Actually, I have solved the problem by attacking it from a different angle. Instead of detecting an old image I'm very aggressive with updating. Whenever there is a new version of an image I'm testing it and deploy automatically (well almost).

Inside docker config in nomad spec:

  config {
    image = trimprefix(file(join("/", [ [[.basedir]], "Dockerfile.FROM.only" ])), "FROM ")
  }

I'm using a template, where basedir is just base dir for importing local file and Dockerfile.FROM.only looks like:

FROM foo/bar:latest@sha256:abcabcabcabcabcbacbabcabc

Then dependabot or other tool can update that Dockerfile at will. So one does not get only "detection", but it goes one step further: a pull request. Mark that image digest is used to guarantee immutability. Usage of latest is generally Ok here, because of the digest it is not an "unknown" version. One can use a non generic tag too but it seems that dependabot sometimes ignores it (bug?). The solution depends on a strong, blocking CI. Depending on content of the image, some version updates are not straightforward, for example in case of a DB there could be a data migration, that may require additional steps. YMMV.
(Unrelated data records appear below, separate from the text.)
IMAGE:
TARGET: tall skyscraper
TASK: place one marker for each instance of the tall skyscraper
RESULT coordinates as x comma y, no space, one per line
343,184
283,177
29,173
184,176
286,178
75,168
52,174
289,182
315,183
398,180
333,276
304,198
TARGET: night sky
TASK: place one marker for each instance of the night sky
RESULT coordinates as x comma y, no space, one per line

ppacher commented 1 year ago

Hi,

we're also trying to figure out a way to get notified when a new container image is available for any task that uses the docker driver. There are already projects like watchtower but it needs to talk to containerd directly which is not really suitable in a Nomad environment. I played around with the Nomad API a bit and think a straightforward solution would be that task-drivers can append custom meta-data to a task allocation (i.e. adding something like DriverInfo to Allocation.TaskStates). This way, the docker/podman driver could append the image hash (which it knows; maybe also the docker container ID) to the task. That would allow external tools that query the Nomad API to immediately know which exact version of an image is used for each allocation and notify/act accordingly.
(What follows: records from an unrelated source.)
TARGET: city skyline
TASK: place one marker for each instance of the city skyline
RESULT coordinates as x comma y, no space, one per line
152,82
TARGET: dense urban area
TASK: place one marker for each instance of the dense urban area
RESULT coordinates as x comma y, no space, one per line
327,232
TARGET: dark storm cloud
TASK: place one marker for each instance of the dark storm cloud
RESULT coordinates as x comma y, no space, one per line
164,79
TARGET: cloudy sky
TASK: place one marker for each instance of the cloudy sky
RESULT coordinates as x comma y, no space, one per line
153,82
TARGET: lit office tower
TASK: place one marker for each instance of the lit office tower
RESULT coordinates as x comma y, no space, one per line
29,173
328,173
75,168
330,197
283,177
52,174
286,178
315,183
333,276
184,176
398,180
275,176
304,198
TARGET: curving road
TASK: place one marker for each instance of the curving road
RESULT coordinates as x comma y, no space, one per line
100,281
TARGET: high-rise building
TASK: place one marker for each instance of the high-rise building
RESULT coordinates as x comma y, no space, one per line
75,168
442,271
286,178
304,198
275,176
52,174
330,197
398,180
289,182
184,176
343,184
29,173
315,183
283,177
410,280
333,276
Right now, one would need a system job that runs on all clients and can talk to the docker daemon and one "control" server that queries the Nomad API to detect which allocations are scheduled on which clients and then try to aggregate the information. While this could work it requires a lot of care to correctly map the container image to the task allocation as multiple tasks using the same docker image might be executed on a client (correctly attributing the Nomad task per container is still possible by parsing the docker-inspect output and extract the nomad allocation ID from the container environment).

What are your thoughts on this? Or is there any other (better) way that I missed?